CT, MRI, and PET scans are indispensable tools in radiation oncology, each offering unique and complementary insights. CT provides structural clarity for planning and dose calculations; MRI adds precision in soft tissue definition; and PET reveals tumor biology and metabolic activity. When integrated, these modalities enable clinicians to deliver more targeted, adaptive, and effective cancer treatments.
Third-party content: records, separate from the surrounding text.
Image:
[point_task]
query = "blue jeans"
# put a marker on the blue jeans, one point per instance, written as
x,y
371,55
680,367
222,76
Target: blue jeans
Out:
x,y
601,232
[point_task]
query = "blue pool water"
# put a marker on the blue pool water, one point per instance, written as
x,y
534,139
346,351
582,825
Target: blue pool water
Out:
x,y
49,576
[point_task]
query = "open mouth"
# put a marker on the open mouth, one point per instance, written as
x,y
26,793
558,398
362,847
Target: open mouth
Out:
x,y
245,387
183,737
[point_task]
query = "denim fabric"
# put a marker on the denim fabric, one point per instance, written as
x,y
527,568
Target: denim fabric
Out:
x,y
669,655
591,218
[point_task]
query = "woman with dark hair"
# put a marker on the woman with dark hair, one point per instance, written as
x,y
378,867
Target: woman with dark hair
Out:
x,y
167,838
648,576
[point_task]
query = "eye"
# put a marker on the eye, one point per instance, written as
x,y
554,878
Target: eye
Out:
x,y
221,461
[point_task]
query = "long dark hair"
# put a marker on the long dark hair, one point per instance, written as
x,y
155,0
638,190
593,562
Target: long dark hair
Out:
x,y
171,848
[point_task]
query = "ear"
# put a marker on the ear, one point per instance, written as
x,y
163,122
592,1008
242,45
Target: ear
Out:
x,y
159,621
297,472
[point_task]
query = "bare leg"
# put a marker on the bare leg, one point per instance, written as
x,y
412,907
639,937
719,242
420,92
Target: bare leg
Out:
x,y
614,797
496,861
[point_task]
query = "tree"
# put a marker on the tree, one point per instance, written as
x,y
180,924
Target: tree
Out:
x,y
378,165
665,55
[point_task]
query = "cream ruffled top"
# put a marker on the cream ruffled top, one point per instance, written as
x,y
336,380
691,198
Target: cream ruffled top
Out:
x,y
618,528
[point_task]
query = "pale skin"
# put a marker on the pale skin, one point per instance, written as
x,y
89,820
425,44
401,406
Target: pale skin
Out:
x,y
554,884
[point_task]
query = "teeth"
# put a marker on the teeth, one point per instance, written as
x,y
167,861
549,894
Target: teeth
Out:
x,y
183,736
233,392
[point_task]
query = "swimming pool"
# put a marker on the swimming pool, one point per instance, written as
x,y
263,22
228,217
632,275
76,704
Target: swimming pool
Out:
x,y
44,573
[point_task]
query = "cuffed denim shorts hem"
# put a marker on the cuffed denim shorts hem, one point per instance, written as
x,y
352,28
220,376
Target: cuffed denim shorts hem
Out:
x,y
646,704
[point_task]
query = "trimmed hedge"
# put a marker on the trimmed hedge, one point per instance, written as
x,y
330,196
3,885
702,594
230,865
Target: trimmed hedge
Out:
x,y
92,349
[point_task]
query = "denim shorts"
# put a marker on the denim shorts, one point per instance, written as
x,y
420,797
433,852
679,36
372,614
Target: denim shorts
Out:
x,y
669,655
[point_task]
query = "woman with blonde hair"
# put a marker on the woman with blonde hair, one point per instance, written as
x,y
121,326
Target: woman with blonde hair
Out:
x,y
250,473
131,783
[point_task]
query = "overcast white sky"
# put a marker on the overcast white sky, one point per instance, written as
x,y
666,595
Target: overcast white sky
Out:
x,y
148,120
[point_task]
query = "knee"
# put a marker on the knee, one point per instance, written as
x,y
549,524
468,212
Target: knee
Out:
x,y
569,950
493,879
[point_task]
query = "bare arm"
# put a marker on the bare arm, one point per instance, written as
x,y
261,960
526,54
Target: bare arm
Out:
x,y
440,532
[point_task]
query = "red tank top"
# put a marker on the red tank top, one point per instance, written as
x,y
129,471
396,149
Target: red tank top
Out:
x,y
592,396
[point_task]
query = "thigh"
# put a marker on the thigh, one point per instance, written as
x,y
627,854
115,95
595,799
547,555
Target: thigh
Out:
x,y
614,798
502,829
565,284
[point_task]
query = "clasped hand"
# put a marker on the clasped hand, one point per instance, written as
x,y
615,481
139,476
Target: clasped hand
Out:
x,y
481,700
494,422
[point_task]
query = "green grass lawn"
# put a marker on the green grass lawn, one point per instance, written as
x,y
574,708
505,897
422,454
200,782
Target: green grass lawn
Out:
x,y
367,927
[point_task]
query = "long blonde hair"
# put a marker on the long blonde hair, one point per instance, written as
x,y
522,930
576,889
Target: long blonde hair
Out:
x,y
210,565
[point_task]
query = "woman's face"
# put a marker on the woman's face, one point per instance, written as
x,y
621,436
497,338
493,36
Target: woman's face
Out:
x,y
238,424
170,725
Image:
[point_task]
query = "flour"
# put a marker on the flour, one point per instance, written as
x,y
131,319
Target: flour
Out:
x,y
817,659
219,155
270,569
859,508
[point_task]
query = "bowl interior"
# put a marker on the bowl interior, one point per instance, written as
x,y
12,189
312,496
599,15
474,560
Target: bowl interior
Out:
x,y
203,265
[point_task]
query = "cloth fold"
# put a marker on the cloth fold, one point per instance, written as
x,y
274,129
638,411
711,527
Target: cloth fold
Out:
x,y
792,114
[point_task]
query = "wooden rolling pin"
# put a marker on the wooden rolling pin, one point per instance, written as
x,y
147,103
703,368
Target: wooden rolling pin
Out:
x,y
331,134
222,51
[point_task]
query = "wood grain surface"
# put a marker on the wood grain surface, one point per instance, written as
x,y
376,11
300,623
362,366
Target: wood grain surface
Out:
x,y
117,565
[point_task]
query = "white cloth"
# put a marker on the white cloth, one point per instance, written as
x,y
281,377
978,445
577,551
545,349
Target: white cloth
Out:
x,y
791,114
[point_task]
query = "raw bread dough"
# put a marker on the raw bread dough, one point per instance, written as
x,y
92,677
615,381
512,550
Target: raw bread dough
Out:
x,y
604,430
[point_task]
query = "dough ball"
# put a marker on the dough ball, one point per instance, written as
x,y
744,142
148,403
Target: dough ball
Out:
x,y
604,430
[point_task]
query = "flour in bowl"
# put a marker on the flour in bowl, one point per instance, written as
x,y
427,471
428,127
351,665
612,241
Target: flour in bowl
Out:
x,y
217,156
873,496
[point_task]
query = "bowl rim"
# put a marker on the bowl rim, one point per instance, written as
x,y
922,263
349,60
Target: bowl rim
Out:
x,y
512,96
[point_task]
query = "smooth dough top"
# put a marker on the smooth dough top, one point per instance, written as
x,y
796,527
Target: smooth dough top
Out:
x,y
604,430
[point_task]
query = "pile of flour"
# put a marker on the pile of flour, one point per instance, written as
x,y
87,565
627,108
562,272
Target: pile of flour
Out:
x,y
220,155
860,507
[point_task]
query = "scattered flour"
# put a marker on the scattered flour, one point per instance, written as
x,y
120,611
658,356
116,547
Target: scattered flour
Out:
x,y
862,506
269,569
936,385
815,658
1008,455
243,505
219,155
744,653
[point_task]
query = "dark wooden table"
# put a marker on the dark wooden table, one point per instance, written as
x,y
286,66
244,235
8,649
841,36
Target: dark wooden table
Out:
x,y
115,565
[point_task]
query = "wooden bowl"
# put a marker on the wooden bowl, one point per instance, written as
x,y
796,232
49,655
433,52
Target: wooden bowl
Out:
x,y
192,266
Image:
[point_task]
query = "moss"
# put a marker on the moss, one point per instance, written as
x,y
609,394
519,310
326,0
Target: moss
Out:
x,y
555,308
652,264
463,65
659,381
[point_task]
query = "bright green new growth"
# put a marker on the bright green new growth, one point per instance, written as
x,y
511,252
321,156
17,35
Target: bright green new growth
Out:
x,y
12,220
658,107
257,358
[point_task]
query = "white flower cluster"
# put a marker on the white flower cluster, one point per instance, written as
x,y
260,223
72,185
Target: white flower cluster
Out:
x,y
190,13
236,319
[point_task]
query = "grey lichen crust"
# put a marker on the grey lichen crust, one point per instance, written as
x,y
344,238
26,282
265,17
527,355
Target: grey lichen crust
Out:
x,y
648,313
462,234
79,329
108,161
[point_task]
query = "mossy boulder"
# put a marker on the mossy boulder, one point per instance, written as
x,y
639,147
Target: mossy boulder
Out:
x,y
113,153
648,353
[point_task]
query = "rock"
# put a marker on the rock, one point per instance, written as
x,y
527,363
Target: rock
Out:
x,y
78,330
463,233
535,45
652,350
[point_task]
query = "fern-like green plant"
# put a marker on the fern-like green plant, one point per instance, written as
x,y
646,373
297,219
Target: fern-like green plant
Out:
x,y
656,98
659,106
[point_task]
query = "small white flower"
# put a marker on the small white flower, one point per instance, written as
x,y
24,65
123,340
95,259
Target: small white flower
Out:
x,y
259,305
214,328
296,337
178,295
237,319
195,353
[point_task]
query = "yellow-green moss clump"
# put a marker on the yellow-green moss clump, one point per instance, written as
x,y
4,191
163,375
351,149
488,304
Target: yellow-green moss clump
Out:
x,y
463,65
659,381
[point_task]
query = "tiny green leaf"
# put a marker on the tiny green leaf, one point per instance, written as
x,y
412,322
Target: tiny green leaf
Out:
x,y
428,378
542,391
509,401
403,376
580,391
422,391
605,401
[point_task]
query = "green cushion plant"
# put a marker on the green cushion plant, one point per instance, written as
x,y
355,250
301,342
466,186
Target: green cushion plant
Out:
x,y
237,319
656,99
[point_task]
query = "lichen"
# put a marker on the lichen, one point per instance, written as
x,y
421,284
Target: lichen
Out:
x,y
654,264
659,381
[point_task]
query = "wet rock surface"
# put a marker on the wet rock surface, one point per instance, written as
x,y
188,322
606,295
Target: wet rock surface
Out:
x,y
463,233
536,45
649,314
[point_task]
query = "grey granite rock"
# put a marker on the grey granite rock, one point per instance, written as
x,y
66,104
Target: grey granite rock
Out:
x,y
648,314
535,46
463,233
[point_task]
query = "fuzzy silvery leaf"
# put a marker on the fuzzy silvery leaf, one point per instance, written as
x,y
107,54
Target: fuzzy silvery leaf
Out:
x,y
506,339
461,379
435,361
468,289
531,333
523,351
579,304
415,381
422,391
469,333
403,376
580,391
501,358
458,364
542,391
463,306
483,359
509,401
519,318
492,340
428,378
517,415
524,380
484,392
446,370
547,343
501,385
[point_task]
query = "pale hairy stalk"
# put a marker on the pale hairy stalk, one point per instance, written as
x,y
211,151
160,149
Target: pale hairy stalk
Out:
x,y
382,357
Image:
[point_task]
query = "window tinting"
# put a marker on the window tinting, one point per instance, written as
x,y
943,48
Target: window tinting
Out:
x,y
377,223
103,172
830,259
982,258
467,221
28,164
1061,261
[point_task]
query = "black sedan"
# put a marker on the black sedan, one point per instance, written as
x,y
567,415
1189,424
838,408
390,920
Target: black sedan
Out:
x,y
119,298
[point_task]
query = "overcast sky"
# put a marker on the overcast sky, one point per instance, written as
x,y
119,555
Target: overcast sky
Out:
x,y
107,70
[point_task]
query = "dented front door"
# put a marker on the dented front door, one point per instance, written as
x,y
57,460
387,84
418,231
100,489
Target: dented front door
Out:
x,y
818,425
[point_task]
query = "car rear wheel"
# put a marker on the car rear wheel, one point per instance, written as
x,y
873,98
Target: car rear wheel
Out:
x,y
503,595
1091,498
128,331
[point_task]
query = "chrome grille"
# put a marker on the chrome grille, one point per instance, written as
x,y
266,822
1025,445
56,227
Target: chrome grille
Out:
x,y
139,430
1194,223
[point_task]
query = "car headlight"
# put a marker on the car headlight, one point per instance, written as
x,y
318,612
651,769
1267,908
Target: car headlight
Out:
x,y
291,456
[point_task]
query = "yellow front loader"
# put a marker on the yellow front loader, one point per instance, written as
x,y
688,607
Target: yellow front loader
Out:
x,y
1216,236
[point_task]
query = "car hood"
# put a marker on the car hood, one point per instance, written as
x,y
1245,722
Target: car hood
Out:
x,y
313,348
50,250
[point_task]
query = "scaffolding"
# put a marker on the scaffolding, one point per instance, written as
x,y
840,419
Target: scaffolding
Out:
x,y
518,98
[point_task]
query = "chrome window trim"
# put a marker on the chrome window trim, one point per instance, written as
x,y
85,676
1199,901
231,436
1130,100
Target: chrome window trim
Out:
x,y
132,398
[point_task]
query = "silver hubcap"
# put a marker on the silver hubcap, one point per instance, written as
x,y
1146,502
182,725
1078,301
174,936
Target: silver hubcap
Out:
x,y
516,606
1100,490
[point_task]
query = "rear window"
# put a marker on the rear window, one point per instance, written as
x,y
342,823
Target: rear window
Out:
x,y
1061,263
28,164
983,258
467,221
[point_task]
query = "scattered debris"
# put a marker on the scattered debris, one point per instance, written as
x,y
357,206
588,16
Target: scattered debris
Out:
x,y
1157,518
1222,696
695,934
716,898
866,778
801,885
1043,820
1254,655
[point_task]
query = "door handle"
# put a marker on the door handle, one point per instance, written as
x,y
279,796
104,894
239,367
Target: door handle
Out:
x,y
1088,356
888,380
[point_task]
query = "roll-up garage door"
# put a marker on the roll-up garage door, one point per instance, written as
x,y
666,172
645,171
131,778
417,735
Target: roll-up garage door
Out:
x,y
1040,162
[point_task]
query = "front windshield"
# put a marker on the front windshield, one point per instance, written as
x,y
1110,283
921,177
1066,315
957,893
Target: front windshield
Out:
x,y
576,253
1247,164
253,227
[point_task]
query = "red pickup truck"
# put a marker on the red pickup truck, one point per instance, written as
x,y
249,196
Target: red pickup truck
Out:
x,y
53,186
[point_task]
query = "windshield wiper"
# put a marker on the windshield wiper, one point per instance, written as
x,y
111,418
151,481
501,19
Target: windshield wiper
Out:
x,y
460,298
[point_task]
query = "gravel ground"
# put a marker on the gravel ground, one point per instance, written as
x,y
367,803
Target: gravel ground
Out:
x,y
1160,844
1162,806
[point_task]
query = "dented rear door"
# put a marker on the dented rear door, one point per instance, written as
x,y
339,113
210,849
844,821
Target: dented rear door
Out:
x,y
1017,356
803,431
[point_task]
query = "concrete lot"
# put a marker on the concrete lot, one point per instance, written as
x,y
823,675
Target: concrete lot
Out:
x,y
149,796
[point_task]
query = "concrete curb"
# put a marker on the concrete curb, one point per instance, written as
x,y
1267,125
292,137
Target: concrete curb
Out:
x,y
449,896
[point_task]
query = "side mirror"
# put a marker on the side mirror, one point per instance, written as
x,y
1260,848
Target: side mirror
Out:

As imaging technology continues to advance, its role in shaping the future of personalized radiotherapy will become even more critical. Advances in artificial intelligence (AI) are enabling faster image analysis, automated tumor segmentation such as the newest solution from Synaptiq – the Active Intelligence Tool, and improved decision-making for radiation planning. Hybrid imaging techniques, such as PET/MRI, are combining anatomical and functional information in a single scan, reducing the need for multiple appointments and improving accuracy. In addition, real-time imaging and adaptive radiotherapy are emerging tools that allow treatment to adjust dynamically based on changes in tumor size or patient anatomy. These innovations are paving the way toward more targeted treatments, reduced side effects, and better outcomes for cancer patients.

References:

1. Hoskin PJ, Goh V. Imaging for Clinical Oncology: Radiotherapy in Practice. 2nd ed. Oxford University Press; 2021.
   
2. Dawson LA, Jaffray DA. “Advances in Image-Guided Radiation Therapy.” J Clin Oncol. 2007;25(8):938–946. doi:10.1200/JCO.2006.09.9460
   
3. Paulson ES, Erickson B, Schultz C, Allen Li X. “Comprehensive MRI Simulation for Radiation Therapy: MRI Simulation, MRI Alone, and Multimodality Fusion.” Med Phys. 2015;42(7):3479–3492.
   
4. Shankar A, Jeyachandran D, Reddy S et al. “Role of FDG PET and PET/CT in the Radiotherapy Planning.” J Med Imaging Radiat Oncol. 2014;58(3):261–276.
   
5. Hall WA, Paulson ES, van der Heide UA, et al. “The Transformation of Radiation Oncology Using Real-Time Magnetic Resonance Guidance: A Review.” Eur J Cancer. 2019;122:42–52.
   
6. Nestle U, Kremp S, Schaefer-Schuler A, et al. “Comparison of Different Methods for Delineation of 18F-FDG PET–Positive Tissue for Target Volume Definition in Radiotherapy of Patients with Non–Small Cell Lung Cancer.” J Nucl Med. 2005;46(8):1342–1348.